Visitar um frigorífico e encontrar câmara cheia costuma passar sensação de operação saudável. A sensação é enganosa. Câmara cheia pode significar produção boa, mas pode significar dificuldade de expedição, problema comercial, bloqueio de giro. A diferença entre as duas leituras é o dado — sem ele, a foto e a realidade se descolam.
Gestão fria estruturada acompanha, por pallet, tempo de permanência, destino previsto, cliente alocado, data de produção, prazo de validade. Cada dia adicional em câmara é custo de energia, ocupação e risco de validade. Saber quais pallets estão acima do tempo de permanência médio é o que permite ação comercial antes de o problema virar desvalorização.

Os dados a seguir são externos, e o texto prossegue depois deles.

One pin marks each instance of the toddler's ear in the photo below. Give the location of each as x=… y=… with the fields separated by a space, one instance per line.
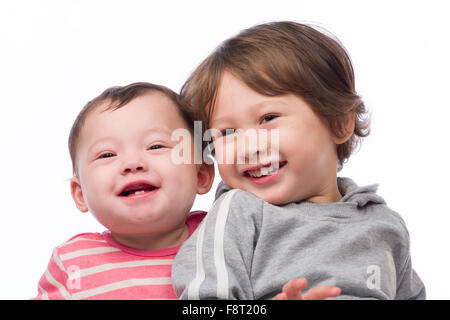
x=77 y=194
x=205 y=178
x=348 y=129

Endereçamento de pallet — posição, fileira, altura — é funcionalidade básica em logística moderna, mas ainda irregular em frigorífico. Operação em que o conferente precisa procurar pallet a olho perde tempo a cada separação. Operação com endereçamento lógico, sincronizado com sistema, reduz tempo de separação e aumenta precisão da expedição.
Produto refrigerado funciona em FEFO (primeiro a vencer, primeiro a sair); produto congelado, FIFO funciona. A regra parece óbvia, mas depende de sistema que apresente os candidatos na ordem certa, automaticamente. Quando depende de escolha manual, eventualmente alguém escolhe a posição mais acessível, e o saldo de validade se deteriora silenciosamente. Pequeno detalhe que, em escala, vira perda contabilizável.